In 1981, after the five year review of the project, the review commission authorized the opening of a novitiate. In 1986, the Monastery was established as a Carmel of the Byzantine Rite under the jurisdiction of the Ordinariate for Eastern Catholics in France, which delegates its authority to the Bishop of Dijon, making it the fourth Byzantine-rite Carmel in existence, after Sofia (Bulgaria), Harissa (Lebanon) and Sugarloaf (Pennsylvania).

===Romania===
In response to an invitation from the Greek Catholic Metropolitan in Romania, Mgr Lucian Muresan, on 14 September 1994, the feast of the Triumph of the Cross, the Monastery of St. Elijah laid the foundations of a skete in Stânceni, a village set in the Carpathian Mountains. The Skete is dedicated to the Holy Cross which unites all Christians as they await the resurrection. Situated on the outskirts of a village whose inhabitants are Orthodox, Catholic or Protestant, it is a place of prayer for Unity.

===United States===

Holy Annunciation Monastery in Sugarloaf, Pennsylvania is overseen by the Eparchy of Passaic in New Jersey; originally established as a Byzantine Rite Carmelite community, these nuns now follow the Rule of Saint Benedict.

Holy Annunciation Carmel's founding sisters, Mother Marija of the Holy Spirit, Sister Marie Helen of the Cross and Sister Ann of the Trinity (d. 2001) set up the monastery at Sugarloaf in 1977. Father Walter Ciszek, S.J., guided the sisters in the establishment of this new foundation and introduced the community to the Most Reverend Michael Dudick, the bishop of the Ruthenians of Passaic, who assisted the community for years.

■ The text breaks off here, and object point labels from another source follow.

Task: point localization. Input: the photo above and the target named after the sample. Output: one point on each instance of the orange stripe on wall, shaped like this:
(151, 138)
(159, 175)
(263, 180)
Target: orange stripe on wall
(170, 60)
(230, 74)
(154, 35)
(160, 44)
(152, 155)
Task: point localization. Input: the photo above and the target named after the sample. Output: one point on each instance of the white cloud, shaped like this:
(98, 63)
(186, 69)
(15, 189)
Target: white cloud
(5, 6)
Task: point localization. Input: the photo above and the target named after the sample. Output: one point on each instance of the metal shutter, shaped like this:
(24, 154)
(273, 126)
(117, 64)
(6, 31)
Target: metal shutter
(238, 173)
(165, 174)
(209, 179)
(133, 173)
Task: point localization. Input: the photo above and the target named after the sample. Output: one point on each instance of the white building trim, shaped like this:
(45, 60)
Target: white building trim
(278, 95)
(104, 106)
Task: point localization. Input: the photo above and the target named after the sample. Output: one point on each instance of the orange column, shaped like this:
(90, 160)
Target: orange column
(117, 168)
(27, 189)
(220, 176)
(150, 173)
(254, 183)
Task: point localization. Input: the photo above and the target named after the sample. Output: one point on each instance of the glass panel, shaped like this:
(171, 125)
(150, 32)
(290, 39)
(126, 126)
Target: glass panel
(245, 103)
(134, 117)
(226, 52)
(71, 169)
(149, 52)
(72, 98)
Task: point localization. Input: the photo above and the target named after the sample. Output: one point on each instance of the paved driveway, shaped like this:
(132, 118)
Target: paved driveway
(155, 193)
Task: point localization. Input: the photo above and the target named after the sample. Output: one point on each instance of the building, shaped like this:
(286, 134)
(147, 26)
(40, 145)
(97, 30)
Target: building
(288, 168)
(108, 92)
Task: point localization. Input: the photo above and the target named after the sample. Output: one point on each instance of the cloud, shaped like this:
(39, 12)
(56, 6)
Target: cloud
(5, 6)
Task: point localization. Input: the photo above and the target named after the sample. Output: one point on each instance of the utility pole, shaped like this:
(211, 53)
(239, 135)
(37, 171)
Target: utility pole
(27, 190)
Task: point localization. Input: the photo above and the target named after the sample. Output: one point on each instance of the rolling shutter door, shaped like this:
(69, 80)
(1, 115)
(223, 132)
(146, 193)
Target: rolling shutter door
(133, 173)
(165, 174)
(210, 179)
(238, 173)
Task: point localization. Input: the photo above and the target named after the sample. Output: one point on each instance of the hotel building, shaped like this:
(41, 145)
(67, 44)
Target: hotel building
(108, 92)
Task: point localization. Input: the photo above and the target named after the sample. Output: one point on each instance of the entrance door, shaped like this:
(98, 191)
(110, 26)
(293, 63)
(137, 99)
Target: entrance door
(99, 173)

"Divine providence directed us to the Ruthenian people and their diocese of Passaic NJ, which stems from the Uzhgorod-Mukachevo eparchy in Transcarpathia (now Ukraine). At the time of founding Holy Annunciation, Communism was in full force and daily we prayed for "our suffering brethren" (behind the iron curtain). As Communism weakened and then collapsed (1989-1990) we received requests, even applications, from young women in Byzantine Slovakia and Carpathia who felt they had a Carmelite vocation. Several Byzantine rite girls came to us from Slovakia and Carpathia. We in turn promised, when feasible, that a foundation would be made in their homeland. This has been our endeavor since 1995, and in 2002 we sent Sisters there to begin the Monastery of St. Therese in Koritnyani, Transcarpathia." - Mother Marija

In 1999, the community, through an unusual chain of events, accepted five young women of the South Indian Syro-Malabar Catholic Church as members. These sisters comprise one third of the community. Bishop Dudick encouraged the assistance of sister Eastern Catholic Churches.

The Monastery breeds and sells horses, as well as running a bakery.